How Republicans Can Build a Big-Tent Party by DeMint

Sen. Arlen Specter's defection to the Democratic Party this week is no reason for Republicans to cheer. But his reason for leaving -- he faced an unwinnable primary election next year -- is no cause for soul searching. There is a question Republicans do need to ask: What is it that binds our party together?

In the wake of two successive electoral defeats and the likelihood of a 60-vote Democrat majority in the Senate, what does it even mean to be a Republican today? Moderate Republicans are right to remind conservatives that they cannot build a center-right coalition without the center part. And conservatives are right to remind moderates that Republicans only succeed when we rally around clear principles.

The real mistake is that Republicans became more concerned with staying in D.C. than reforming it....

...If the American people want a European-style social democracy, the Democratic Party will give it to them. We can't win a bidding war with Democrats.

Freedom will mean different things to different Republicans, but it can tether a diverse coalition to inalienable principles. Republicans can welcome a vigorous debate about legalized abortion or same-sex marriage; but we should be able to agree that social policies should be set through a democratic process, not by unelected judges. Our party benefits from national-security debates; but Republicans can start from the premise that the U.S. is an exceptional nation and force for good in history. We can argue about how to rein in the federal Leviathan; but we should agree that centralized government infringes on individual liberty and that problems are best solved by the people or the government closest to them.

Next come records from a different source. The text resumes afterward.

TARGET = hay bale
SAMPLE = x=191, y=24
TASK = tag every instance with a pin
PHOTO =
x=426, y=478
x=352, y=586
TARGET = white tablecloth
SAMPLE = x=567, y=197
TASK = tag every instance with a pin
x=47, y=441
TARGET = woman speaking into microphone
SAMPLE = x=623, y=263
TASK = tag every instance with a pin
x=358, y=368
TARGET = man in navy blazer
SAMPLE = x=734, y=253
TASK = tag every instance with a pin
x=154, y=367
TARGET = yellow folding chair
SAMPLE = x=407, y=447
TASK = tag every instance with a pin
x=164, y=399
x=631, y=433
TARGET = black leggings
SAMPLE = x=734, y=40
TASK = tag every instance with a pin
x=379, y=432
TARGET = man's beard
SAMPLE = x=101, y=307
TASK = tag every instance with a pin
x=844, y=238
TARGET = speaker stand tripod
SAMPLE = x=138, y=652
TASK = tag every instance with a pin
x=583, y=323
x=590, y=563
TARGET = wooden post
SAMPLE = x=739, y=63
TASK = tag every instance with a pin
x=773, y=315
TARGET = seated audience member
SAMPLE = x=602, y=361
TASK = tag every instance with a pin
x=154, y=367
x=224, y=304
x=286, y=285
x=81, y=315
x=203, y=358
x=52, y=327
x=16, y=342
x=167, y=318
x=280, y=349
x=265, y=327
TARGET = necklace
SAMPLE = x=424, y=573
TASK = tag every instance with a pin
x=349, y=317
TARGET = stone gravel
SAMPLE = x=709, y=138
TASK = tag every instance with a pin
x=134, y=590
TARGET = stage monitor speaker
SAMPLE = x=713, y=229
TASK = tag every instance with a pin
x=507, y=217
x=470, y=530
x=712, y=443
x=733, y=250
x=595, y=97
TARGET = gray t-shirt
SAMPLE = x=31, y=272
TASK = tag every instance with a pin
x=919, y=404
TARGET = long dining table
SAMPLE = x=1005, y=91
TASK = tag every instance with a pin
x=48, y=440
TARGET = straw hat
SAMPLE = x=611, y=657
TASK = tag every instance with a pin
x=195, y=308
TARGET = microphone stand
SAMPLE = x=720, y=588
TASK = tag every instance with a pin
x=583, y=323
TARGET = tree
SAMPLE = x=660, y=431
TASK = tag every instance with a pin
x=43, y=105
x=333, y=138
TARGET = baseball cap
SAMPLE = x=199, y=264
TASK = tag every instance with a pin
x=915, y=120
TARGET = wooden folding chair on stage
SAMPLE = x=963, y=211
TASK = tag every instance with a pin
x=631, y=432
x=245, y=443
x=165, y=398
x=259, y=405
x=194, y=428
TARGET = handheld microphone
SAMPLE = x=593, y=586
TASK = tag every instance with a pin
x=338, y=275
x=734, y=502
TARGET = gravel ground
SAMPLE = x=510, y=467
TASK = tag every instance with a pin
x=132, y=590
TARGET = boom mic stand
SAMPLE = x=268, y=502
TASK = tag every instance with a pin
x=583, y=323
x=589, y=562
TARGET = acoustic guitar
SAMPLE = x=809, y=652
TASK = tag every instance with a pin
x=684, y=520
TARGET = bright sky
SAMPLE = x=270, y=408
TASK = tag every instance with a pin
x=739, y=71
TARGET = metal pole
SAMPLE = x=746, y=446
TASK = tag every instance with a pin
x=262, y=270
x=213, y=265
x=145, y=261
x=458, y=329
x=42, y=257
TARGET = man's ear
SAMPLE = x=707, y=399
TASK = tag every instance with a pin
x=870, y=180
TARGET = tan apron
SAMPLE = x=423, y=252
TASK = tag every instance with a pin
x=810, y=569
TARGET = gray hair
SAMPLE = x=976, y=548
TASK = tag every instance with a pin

Moderate and liberal Republicans who think a South Carolina conservative like me has too much influence are right! I don't want to make decisions for them. That's why I'm working to reduce Washington's grip on our lives and devolve power to the states, communities and individuals, so that Northeastern Republicans, Western Republicans, Southern Republicans, and Midwestern Republicans can define their own brands of Republicanism. It's the Democrats who want to impose a rigid, uniform agenda on all Americans. Freedom Republicanism is about choice -- in education, health care, energy and more. It's OK if those choices look different in South Carolina, Maine and California.

A Republican recommitment to freedom and limited government will foster an agenda that will strengthen and invigorate our party. Freedom has worked for our party and our country before. It will again, if we let it.


my comment:

Senator DeMint is trying to be very diplomatic in stating we need to cement planks down for the GOP.  We need to go by the Constitution and if the Supreme Court is not cognate of this, then we have a problem Houston!!!  Earth to Washington, We see you!
Also Senator DeMint stressed the need to protect liberty and freedom from assault, again, standing up for the Constitution in concrete!
Taxation is the controller today.  If we remove our current tax structure the power in Washington fades away to reality and we the people are once again free to prosper rather then be handicapped by our taxes in competition with Foreign manufacturing.  Fair Tax HR 25 PLEASE!!!
Many Americans are disenfranchised and not voting knowing that it would make not difference as both parties are the same, the left dragging us to communism and the right pretending to put on the brakes.  Maybe if the GOP stood on our Founding Fathers Principle, our ranks would swell.  Nearly 65% of the democrats would vote GOP if we were the party of the people rather then the party of the big government corporate types. 
RINO's must either read the Constitution and the Federalist papers, include the congressional record of the Bill of Rights Congress and repent of their ways or expect a pink slip from the People.
I am waiting for one of these RINOs to tell me why they think the excise production tax we have now is producing more jobs then the Fair Tax will?